Nie zauważyłem nawet jak wpadłem już do domu, w którym przebywał już Chejron.

Gdy wbiegłem i szukał wzrokiem reszty, nikogo nie znalazłem.

No tak. Jeszcze 5 minut. Pomyślałem po czym strzeliłem face plam'a.

Podszedłem do fotela i usiadłem w nim wygodnie po czym wyjąłem wyrocznie i zacząłem się nad nią zastanawiać.

***

-Ale, że o co chodzi? - spytała Thalia

-Percy wam wytłumaczy - powiedział Chejron po czym całą czwórką wylądowaliśmy na jakiejś trawie.

Było to trochę dziwne bo w domku stałem tylko ja, Thalia i Clarisse.

-Gdzie my jesteśmy?! - wrzasnął Nico, który był ubrany w czarny szlafrok.

-Emm... Nico powiedz mi co ty właściwie robiłeś -spytałem zdezorientowany.

-Nawet się umyć nie pozwolą - powiedział zdenerwowany po czym spojrzał na niebo.

- Chwila... Ale na gacie mego ojca co my tu robimy?!- wrzsnął Nico, szybko się ubierając.

-Misja - powiedziałem, po czym podniósłem list, który leżał na ziemi.

Otworzyłem go i zacząłem czytać (oczywiście na głos).

,,Herosi

Musicie bronić pewnego czarodzieja.

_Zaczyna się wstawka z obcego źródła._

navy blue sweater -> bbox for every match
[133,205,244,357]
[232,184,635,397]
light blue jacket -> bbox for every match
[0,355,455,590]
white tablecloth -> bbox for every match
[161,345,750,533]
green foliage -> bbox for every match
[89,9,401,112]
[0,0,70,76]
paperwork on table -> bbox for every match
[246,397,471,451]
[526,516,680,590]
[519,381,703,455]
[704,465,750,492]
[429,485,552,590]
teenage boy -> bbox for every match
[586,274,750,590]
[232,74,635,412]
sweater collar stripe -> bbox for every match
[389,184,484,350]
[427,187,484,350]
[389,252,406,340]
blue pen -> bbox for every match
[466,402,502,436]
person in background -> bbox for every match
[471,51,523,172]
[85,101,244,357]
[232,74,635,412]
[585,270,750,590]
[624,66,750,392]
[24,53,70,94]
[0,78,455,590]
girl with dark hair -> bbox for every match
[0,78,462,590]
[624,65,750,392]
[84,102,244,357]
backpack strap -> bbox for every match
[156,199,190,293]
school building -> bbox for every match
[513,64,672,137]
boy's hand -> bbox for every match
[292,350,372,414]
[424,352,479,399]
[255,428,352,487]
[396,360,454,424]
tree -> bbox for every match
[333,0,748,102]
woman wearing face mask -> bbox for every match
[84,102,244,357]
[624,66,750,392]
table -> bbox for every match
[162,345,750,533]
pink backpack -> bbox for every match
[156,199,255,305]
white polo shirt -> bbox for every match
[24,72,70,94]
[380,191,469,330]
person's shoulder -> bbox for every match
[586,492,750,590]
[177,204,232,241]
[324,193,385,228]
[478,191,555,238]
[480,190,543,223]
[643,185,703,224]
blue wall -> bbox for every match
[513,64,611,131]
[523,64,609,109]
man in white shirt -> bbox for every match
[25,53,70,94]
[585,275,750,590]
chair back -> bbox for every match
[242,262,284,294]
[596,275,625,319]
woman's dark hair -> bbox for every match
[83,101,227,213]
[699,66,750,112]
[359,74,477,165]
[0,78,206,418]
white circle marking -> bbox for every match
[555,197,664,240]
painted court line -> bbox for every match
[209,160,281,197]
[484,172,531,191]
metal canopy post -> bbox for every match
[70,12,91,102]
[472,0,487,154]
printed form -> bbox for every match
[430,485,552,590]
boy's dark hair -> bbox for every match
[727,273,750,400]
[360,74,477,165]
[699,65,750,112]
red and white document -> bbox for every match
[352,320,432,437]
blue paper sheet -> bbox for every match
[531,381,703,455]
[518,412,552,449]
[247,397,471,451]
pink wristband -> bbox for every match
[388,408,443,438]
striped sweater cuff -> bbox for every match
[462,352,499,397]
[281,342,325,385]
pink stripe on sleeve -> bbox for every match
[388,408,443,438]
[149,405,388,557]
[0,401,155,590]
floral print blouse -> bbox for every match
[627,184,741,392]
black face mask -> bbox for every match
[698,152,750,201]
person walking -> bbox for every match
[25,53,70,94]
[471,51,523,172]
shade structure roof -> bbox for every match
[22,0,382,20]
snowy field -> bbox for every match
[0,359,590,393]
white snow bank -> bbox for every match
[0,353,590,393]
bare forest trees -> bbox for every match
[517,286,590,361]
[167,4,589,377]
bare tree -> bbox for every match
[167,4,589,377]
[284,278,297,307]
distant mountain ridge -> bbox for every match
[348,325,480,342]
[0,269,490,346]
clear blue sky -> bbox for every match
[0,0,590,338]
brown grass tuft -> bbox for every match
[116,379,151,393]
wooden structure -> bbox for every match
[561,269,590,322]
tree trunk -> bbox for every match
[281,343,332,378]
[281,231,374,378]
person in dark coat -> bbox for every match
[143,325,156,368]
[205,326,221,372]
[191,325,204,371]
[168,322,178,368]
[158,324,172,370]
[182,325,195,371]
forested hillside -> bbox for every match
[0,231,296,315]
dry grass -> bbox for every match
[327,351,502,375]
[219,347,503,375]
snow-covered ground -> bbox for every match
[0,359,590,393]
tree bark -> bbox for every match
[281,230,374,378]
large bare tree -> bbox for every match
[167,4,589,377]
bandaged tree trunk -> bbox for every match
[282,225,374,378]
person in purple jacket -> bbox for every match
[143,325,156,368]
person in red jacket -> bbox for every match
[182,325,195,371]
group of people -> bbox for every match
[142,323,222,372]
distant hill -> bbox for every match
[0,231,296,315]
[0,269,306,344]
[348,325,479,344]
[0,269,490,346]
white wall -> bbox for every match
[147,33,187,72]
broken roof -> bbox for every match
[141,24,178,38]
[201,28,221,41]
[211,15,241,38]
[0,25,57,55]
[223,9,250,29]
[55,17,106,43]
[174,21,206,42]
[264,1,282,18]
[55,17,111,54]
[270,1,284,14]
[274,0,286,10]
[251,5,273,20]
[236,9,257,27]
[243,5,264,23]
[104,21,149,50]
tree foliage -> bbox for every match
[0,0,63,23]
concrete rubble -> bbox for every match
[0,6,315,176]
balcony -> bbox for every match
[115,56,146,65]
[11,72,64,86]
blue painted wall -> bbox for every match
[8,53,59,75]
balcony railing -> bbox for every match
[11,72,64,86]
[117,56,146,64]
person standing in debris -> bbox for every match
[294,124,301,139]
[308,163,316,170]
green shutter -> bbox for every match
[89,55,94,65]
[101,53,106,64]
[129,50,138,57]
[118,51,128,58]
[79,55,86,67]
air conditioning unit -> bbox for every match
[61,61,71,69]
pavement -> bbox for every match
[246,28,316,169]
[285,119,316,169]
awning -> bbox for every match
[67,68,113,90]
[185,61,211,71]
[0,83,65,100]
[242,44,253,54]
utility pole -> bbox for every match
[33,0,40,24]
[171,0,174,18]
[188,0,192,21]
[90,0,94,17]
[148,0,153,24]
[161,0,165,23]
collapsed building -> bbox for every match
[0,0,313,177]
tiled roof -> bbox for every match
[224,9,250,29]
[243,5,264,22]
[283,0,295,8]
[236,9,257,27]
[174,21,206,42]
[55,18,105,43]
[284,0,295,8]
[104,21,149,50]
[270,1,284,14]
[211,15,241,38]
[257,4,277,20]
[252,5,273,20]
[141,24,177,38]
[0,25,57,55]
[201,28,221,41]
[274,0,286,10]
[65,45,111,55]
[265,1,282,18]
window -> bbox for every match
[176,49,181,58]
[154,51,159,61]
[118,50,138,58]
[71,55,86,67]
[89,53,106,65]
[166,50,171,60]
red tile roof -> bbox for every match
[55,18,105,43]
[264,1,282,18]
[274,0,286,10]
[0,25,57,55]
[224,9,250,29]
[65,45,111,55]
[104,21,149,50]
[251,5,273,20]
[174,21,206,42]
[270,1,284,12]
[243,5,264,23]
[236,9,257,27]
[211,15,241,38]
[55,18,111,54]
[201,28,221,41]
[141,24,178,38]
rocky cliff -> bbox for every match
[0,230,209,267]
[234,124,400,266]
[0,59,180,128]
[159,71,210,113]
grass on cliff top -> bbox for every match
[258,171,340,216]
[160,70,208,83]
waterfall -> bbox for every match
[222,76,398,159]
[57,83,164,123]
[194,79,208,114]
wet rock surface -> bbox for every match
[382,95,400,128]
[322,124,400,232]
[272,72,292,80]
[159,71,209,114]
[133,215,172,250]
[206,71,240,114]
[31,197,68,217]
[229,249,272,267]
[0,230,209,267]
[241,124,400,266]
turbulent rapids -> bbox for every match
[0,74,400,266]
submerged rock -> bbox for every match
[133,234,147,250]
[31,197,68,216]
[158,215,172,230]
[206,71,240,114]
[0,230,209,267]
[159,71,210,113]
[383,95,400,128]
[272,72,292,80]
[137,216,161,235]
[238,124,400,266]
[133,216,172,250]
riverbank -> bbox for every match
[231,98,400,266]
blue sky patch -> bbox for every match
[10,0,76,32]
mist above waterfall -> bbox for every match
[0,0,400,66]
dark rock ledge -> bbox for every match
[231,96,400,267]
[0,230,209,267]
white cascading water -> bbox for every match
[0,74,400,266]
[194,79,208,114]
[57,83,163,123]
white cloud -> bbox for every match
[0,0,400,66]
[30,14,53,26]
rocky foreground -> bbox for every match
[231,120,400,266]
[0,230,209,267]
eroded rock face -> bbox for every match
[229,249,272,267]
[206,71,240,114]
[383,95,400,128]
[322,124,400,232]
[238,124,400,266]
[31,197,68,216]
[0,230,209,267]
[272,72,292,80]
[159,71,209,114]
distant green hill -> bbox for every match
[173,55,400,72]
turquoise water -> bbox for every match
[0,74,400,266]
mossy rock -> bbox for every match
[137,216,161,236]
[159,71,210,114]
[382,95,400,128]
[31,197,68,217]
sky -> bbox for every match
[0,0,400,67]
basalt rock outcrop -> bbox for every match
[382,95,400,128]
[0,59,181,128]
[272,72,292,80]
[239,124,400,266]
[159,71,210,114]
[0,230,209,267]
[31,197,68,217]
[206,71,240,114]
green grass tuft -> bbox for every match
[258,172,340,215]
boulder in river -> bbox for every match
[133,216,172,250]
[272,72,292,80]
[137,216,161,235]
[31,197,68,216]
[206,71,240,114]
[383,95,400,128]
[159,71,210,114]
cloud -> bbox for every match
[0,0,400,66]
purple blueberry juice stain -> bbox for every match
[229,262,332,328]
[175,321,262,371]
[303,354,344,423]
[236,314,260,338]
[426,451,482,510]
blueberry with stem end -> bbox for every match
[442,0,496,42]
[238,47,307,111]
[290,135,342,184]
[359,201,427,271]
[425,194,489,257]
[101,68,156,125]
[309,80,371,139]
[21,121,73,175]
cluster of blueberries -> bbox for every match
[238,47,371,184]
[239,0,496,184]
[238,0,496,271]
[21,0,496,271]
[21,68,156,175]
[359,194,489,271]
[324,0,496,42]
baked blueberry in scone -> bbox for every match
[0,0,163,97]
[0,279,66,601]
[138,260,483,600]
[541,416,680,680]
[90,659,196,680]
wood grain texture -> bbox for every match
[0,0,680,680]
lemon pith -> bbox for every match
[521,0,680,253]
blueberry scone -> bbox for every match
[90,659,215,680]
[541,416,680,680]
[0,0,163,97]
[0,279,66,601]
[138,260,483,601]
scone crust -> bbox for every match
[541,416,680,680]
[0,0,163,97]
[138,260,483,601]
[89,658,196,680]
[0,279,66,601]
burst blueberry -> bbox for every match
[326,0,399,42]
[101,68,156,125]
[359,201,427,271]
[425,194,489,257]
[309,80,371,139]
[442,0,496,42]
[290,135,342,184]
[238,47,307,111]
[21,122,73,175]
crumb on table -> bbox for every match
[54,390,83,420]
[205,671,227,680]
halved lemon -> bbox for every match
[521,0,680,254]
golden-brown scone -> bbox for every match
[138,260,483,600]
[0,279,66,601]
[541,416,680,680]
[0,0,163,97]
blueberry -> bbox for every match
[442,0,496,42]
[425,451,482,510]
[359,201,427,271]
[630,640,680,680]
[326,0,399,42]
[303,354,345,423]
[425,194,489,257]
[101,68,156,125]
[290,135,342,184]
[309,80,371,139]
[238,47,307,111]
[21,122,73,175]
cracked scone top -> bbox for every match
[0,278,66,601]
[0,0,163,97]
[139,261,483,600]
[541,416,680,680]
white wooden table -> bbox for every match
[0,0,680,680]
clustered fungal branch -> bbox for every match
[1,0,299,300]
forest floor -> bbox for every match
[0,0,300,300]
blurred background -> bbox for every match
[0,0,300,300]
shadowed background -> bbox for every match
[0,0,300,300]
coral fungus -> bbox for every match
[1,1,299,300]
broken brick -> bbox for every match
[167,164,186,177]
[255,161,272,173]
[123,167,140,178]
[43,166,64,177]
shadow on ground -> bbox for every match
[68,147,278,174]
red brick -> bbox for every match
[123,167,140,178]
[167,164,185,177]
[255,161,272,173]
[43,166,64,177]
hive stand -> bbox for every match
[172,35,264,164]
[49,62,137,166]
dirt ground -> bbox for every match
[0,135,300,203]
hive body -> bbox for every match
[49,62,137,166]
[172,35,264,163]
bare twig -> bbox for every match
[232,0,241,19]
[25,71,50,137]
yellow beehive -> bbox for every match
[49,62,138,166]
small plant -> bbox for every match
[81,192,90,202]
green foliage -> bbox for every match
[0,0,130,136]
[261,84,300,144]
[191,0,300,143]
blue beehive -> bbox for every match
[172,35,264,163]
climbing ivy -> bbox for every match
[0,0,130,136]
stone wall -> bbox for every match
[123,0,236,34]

Nazywa się Harry Potter. I miejcie cały czas oczy otwarte i obserwójcie Draco Malfoy'a. Ta dwójka musi być chroniona. Gdyby ktoś was pytał skąd jesteście to jesteście z Ameryki z Half Blood Academy. Waszym dyrektorem jest Pan D. (on będzie tylko pewnie 3 razy). Udajecie się do szkoły magii i czarodziejstwa w Hogwarcie. A i najważniejsze. Nikt nie może wiedzieć o waszym pochodzeniu. Jeśli ktoś spyta o krew mówicie, że jesteście półkrwi. Jak będziecie chcieli mówić o śmiertelnikach mówicie, że to mugole. Oni ich tak nazywają. Bogowie to czarodzieje czystej krwi dla nich, a półbóg to półkrew. Będzie tam turniej, w którym musicie wziąść udział. Mimo iż macie już po 17 lat w tamtej szkole macie 14. I do Clarisse. Prosze cię zostaw tą włucznie w postaci monety, to nie bezpieczne ją nosić i bardzo dziwne dla tamtego świata. Różdżki macie poniżej. Wszystkie dopasowane do was.

Chejron''

-Że co proszę?! Czyli rozumiem, że wyjeżdżamy na rok... - krzyknęła Clarisse

-Co?! Percy mamy problem... - powiedział Nico, a ja rzuciłem mu pytające spojrzenie - nie pożegnałem się z Will'em i mam wrażenie, że ty z Annabeth też nie - powiedział i mimo tak bladej twarzy zbladł jeszcze bardziej.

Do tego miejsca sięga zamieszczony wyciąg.